The city is called "Toronto the Good" (ep. 112, ep.710, ep. 907) for its history as a bastion of 19th-century Victorian morality and its low crime rate relative to other major cities. This moniker was coined by Mayor William Holmes Howland. Possible taken from an 1898 book by C.S. Clark titled: Of Toronto the Good. A Social Study. The Queen City of Canada As It Is. The expression is sometimes used ironically to imply a less-than-great or less-than-moral status of the city.
(Also, see Mayor of Toronto)
For ten thousand years native people lived on the site of the city of Toronto.
The first European to reach the Toronto area was Frenchman Etienne Brule in 1615 and the first European settlement was a French trading fort called Fort Rouille, built in 1750. After the Seven Years War (1756-1763) control of Canada passed to Britain. In 1793 the first governor of Upper Canada, John Graves Simcoe, founded a new town. He called the new town York in honor of the Duke of York and made it the capital of Upper Canada.
During the War of 1812 the Americans captured Toronto (ep.1114) but soon withdrew. After the end of the war (1815), Toronto grew rapidly as British immigrants arrived. In 1834, Toronto was incorporated as a city (its name was changed from York to Toronto). The railway reached Toronto in 1853 and horse drawn street cars (from 1861) ran in the streets of Toronto. They were electrified in 1892.
The history of skyscrapers (ep.1115) in Toronto began in 1894 with the construction of the Beard Building, which is often regarded as the first skyscraper in the city. Old City Hall was already a towering and familiar presence, having been completed in 1899, along with places like the St. Lawrence Market and the University of Toronto.

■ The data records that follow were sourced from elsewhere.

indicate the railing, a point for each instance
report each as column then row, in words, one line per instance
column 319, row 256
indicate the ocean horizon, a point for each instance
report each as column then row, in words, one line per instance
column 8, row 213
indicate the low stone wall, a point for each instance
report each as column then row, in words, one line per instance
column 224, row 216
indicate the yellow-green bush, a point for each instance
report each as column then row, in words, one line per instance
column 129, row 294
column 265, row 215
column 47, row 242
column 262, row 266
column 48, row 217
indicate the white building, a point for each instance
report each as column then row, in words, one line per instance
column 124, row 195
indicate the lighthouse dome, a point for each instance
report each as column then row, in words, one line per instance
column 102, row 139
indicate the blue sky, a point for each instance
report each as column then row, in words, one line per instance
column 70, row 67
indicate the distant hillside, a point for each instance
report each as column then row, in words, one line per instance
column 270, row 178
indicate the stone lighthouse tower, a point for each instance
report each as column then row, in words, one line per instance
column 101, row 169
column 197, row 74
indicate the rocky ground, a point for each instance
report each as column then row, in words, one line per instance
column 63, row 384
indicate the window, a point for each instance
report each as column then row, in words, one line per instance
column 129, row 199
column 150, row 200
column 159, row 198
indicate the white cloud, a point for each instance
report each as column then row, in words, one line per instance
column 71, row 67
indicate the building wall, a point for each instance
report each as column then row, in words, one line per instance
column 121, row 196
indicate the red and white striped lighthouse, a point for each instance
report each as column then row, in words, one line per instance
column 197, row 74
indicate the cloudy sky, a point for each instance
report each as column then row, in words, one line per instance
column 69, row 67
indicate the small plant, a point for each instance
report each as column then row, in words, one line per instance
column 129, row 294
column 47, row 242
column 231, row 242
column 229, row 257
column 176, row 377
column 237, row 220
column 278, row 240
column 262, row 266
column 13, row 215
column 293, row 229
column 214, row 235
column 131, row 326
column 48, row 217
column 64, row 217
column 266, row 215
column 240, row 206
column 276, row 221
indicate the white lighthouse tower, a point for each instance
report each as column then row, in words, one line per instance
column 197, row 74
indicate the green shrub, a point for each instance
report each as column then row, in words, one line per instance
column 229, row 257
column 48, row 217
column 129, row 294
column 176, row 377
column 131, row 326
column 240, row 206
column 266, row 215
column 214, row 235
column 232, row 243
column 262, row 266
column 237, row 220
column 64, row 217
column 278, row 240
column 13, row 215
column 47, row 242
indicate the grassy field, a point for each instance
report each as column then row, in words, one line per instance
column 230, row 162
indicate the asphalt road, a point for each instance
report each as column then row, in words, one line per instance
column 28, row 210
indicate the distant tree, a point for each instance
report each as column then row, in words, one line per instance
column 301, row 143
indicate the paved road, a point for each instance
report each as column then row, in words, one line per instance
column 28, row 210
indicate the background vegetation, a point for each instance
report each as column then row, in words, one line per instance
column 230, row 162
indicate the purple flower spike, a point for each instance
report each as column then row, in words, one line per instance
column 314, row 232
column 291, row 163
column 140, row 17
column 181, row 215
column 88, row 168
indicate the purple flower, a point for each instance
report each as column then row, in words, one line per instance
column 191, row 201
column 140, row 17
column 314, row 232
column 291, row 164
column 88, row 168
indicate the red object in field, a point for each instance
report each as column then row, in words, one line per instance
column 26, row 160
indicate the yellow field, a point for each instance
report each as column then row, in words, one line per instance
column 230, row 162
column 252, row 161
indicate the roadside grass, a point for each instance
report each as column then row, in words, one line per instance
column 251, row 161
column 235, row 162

In the early 1900s, Toronto's population was approximately 210,000 people. Horses and carriages were still common on its streets. The city had an undeveloped skyline - the tallest structures were the Temple Building and the Trader's Bank Building. The Bloor Viaduct was yet to link the east and west sides of the city. Old Union Station and the Yonge Street Warf were still the main arrival points for the city, and Hanlan's Point was the place to be during the summer months. In 1904, the city suffered one of the worst fires in its history, losing almost all of the main commercial district (bounded by Bay, Wellington, Yonge, and Front Streets).
The Ontario Museum opens in 1914 and Union Station opens in 1927. Toronto will suffer badly in the depression of the 1930s.
The following characters live in Toronto:
- William Murdoch
- Julia Ogden
- Thomas Brackenreid
- George Crabtree
- Henry and Ruth Higgins-Newsome
- Margaret Brackenreid and sons
- Detective Watts
- Louise Cherry
- Violet Hart
- Effie Newsome
- Nina Bloom (Season 9-11)
- Freddie Pink (Season 9-10)
- The Murdoch Mysteries production team have made prodigious use of the Toronto’s old architecture with location filming at Distillery District, the Don Jail, Allan Gardens, Casa Loma, Cabbagetown and Black Creek Pioneer Village, other locations include Cherry Beach, the Toronto Islands and Polson Pier.